Piccole ditte, grande disoccupazione
In quelle con meno di 15 dipendenti
la mobilità è schizzata in alto: + 30%
di Eugenio Marzotto
Il mondo del lavoro si spacca in due: da una parte gli occupati nelle medie e grandi aziende, dall’altra quelli delle piccole strutture. Oggi chi rischia di più di perdere il posto di lavoro è impiegato nelle aziende con meno di 15 dipendenti.
Lo rivelano i dati forniti dal neo assessore provinciale al lavoro Giulio Bertinato che ha messo insieme i numeri che arrivano dai Centri per l’impiego e dall’Istat, confrontando i primi sei mesi di quest’anno con lo stesso periodo del 2004.
Se la disoccupazione nasce nelle piccole e piccolissime aziende, che non ce la fanno più a competere, cala invece anche se di pochissimo, la mobilità nelle aziende più strutturate. Fenomeni che alla fine danno un 3,3 per cento di tasso di disoccupazione, contro il 4,2 per cento veneto e l’8 per cento italiano. Il dato che preoccupa è quello della mobilità di lavoratori occupati in aziende con meno di 15 dipendenti, schizzate ad un +30 per cento, rispetto all’anno scorso, un totale di 1.175 dipendenti in meno, tra queste 659 donne.
Va meglio nell’impresa con più di 15 dipendenti dove si registra un calo del ricorso alla mobilità. Si è passati infatti dai 1.123 lavoratori del 2004 ai 1.115 (546 donne) dei primi mesi di quest’anno.
Si riduce notevolmente la morìa del tessile che ha perso sì 405 lavoratori, ma nel 2004 nei primi sei mesi erano stati 514. Si ferma la disoccupazione anche nel metalmeccanico, con 275 esuberi, e nella concia, 102.
L’altra faccia della medaglia, come detto, sono le piccole aziende.

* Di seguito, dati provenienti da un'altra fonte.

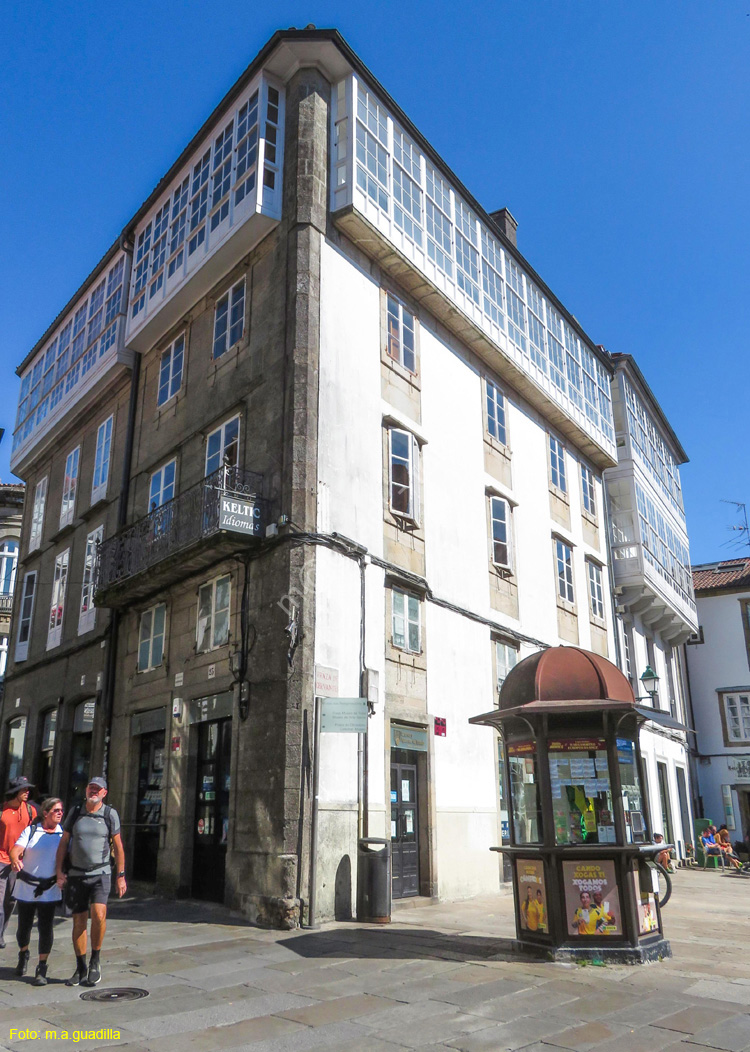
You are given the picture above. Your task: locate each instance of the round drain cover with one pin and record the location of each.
(115, 993)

Da gennaio a giugno si sono persi 284 posti di lavoro nel metalmeccanico, 240 nel tessile, 131 nell’oreficeria.
Sono in tutto 54 le aziende che hanno avviato la procedura di mobilità trovando l’accordo con la Provincia nel primo semestre, perdendo di fatto il 15,8 per cento della forza lavoro. Una decina le aziende che hanno cessato l’attività. Per quanto riguarda invece la cassa integrazione straordinaria, spesso anticamera della mobilità, fino a oggi ne hanno fatto ricorso undici aziende, per un totale di 575 addetti, pari al 64 per cento della forza lavoro.
Su quel 3,3 per cento di tasso di disoccupazione totale, il 5,2 per cento è composto da donne, provenienti soprattutto dal mondo del tessile.
L’analisi che ne deriva, secondo gli uffici della Provincia, è chiara. Non c’è più spazio per le aziende manufatturiere in senso classico di piccole dimensioni, e a pagarne le conseguenze sono i lavoratori che non possono accedere agli stessi ammortizzatori sociali dei colleghi che lavorano nella grande impresa. Infatti mentre i primi possono avvalersi di un fondo messo a disposizione a livello regionale di 35 milioni di euro, i secondi ottengono in stato di mobilità un’indennità di disoccupazione pari a circa l’80 per cento dello stipendio almeno per qualche anno.
«La preoccupazione c’è, ma non siamo al disastro, il sistema economico traballa ma non ci sono traumi», è il primo commento di Giulio Bertinato che da circa due mesi si trova a gestire l’assessorato al lavoro di palazzo Nievo. «L’aumento della disoccupazione è evidente, ma le soluzioni per gestire un momento difficile ci sono».
È lo stesso Bertinato ad annunciare che quel tavolo di concertazione per affrontare la crisi, auspicato da più parti ci sarà: «La presidente Dal Lago l’aveva promesso e in autunno ci siederemo insieme con parti sociali e associazioni di categoria per affrontare i problemi. Ma ad una condizione: che non si disperda il tempo e che si fissi un’agenda per intervenire con azioni concrete. Le analisi della situazione le conosciamo tutti, ognuno di noi ha delle carte da mettere sul tavolo, prima si mettono e prima tenteremo di risolvere i problemi».
E tra le questioni che Giulio Bertinato pone subito all’ordine del giorno c’è “l’incrocio delle informazioni per favorire domanda e offerta”. «Di aziende che cercano manodopera ce ne sono tante anche nel tessile - insiste Bertinato -. Sono sicuro che se riuscissimo ad intercettare le richieste delle imprese coi bisogni dei lavoratori, ridurremo quel tasso di disoccupazione almeno di un punto».